The initial journey into the abandoned town of Pripyat is wonderfully done. There are those abandoned buildings that I so love but what really keeps you involved is the feeling of tension and claustrophobia that the film conveys so well. Even as the characters banter and bicker through the trip, you keep watching the hollow black windows in the background and the dark corners of the buildings just waiting for something to appear… because you know it’s going to.
And it does. From the time that the horror finally starts, the movie moves at a breakneck pace up until the final few moments. Sure. The movie goes through some… okay… quite a few of the usual horror flick cliches. It’s a group of pretty 20-somethings heading to a creepy town. It’s to be expected. However, there are a few cool twists and turns that keep it ahead of the game. But what really does it for me is the setting.
‘Chernobyl Diaries’ was filmed in Serbia and Hungary but the sets definitely made me believe that they were actually in Pripyat.
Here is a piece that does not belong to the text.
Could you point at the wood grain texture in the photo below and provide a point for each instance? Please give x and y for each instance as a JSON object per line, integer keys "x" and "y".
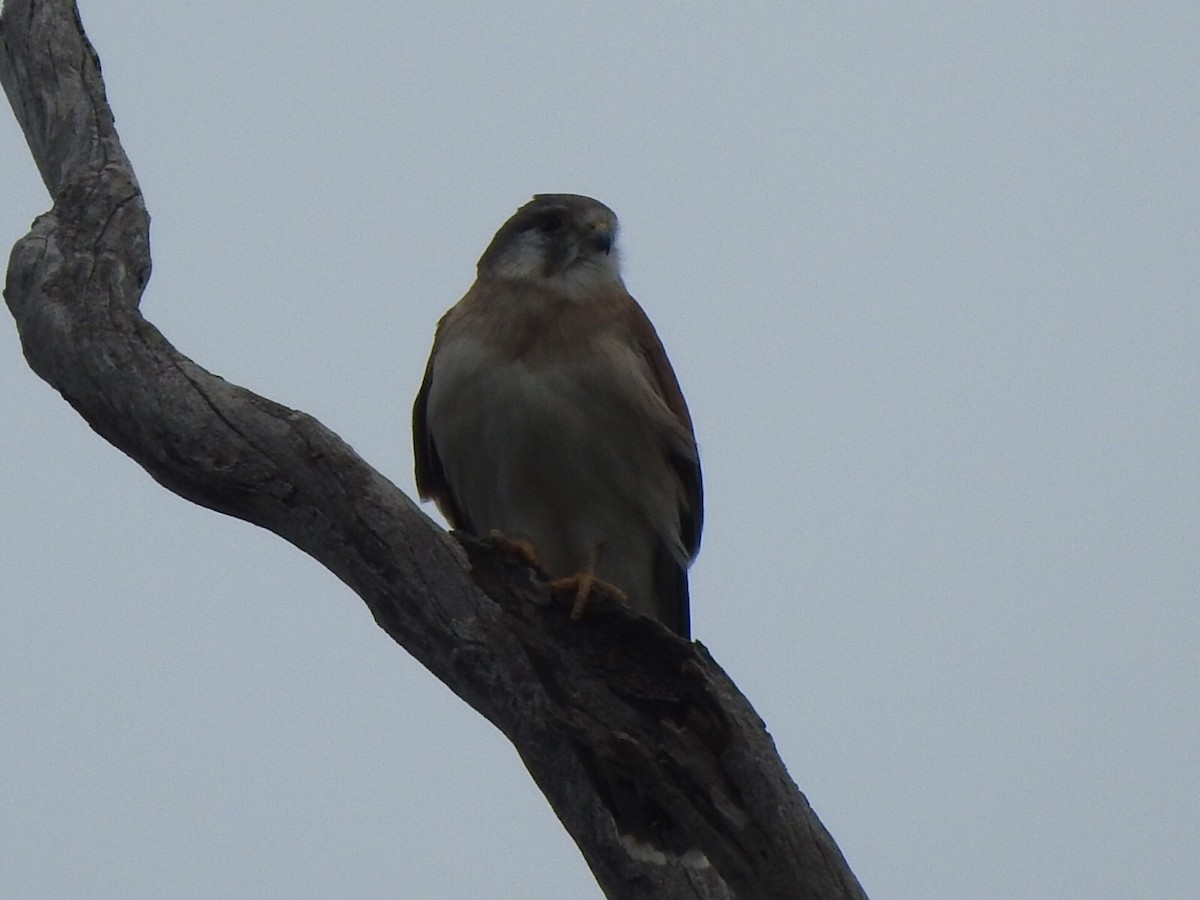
{"x": 655, "y": 763}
It’s amazing how much this setting affected me. I’ve seen a lot of horror movies, but the settings tend to be the same: haunted houses, cabins in the woods, creepy apartment buildings, suburban neighborhoods. The closest that I’ve seen to the Pripyat setting was the mostly abandoned towns in the ‘Hills Have Eyes’ and even that wasn’t as spooky as the idea that Pripyat is an actual place.
While it’s beautiful and wonderfully surreal, the setting alone can’t make a good horror movie. The story here is fun and the actors, led by Jonathan Sadowski (probably best known as the son on the short lived ‘$#*! My Dad Says’), are surprisingly good. The characters backstories are never really fleshed out beyond their basic roles but their banter comes across as believable as a group of friends and it actually make you root for them to make it through to the end. As a bonus, the tour guide, Uri (who reminded me a lot of Niko from ‘Grand Theft Auto 4’ for some reason… maybe it’s the tracksuit jacket), was wonderfully creepy and awkward, especially when he tries to have a little fun with the tourists.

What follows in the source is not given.